One week into the Seattle Public School bus driver strike, the two sides may be edging closer to a resolution.
Yellow school bus contractor First Student will enter into mediation with the union representing the drivers Thursday. This will be the first meeting between the two sides since the strike began.
When the drivers went on strike last week, they said they'd stay on the picket lines until a deal was reached with their employer.
Teamsters Local 174, the union representing roughly 400 Seattle Public School bus drivers, said they’re optimistic the meeting will get them closer to that deal.
“We are hopeful that this meeting will bring us closer to a resolution to this strike,” the union said in a statement on their website.
First Student says they’re also hoping for a positive outcome.
“We remain hopeful that the union will take a closer look at our offer [Thursday] and end the strike that is causing so much hardship for Seattle Public Schools families and our drivers,” First Student said in a statement.
Health care benefits and retirement plans are at the core of the contract negotiations that broke down before the strike began.
First Student has said throughout the strike that their proposal is fair and equitable.
“The benefits package includes year-round comprehensive health care for SPS drivers with the company paying 80 percent of health insurance premiums. This is in addition to the 401k retirement plan with company match and a top wage of $24 per hour,” the company said in a statement.

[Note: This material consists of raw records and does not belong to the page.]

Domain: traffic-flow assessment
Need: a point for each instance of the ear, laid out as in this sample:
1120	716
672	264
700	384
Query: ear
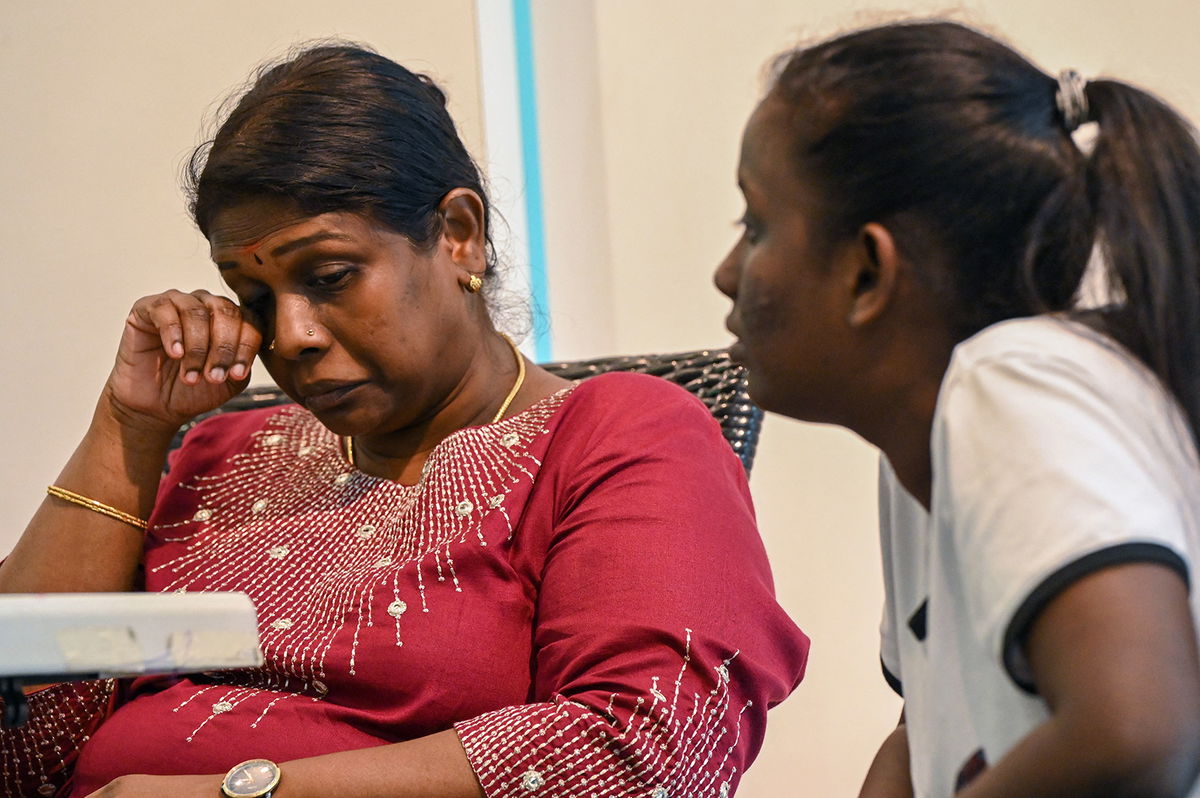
463	229
875	268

But the union maintains the current deal is not good enough. Drivers want more affordable health care and better retirement plan options.
First Student says they’re open to hearing the union’s counter offer.
In the meantime, thousands of students still don’t have reliable bus service.
According to the school district, roughly 12,000 students normally take yellow buses to and from school. The vast majority of those students continue to need alternate transportation.
At least 50 bus drivers have crossed the picket lines to attend work each day. First Union says nearly one-third of all bus routes have been covered this week. The company is offering drivers a $50 per diem, eight hours of guaranteed work and lunch to show up to work.
Routes that serve students with special needs and under-served communities are being prioritized.
The bus drivers were joined Wednesday by some Seattle teachers. Seattle teachers union members walked out after their classes finished to join the drivers on picket lines. The union says drivers are grateful for the support.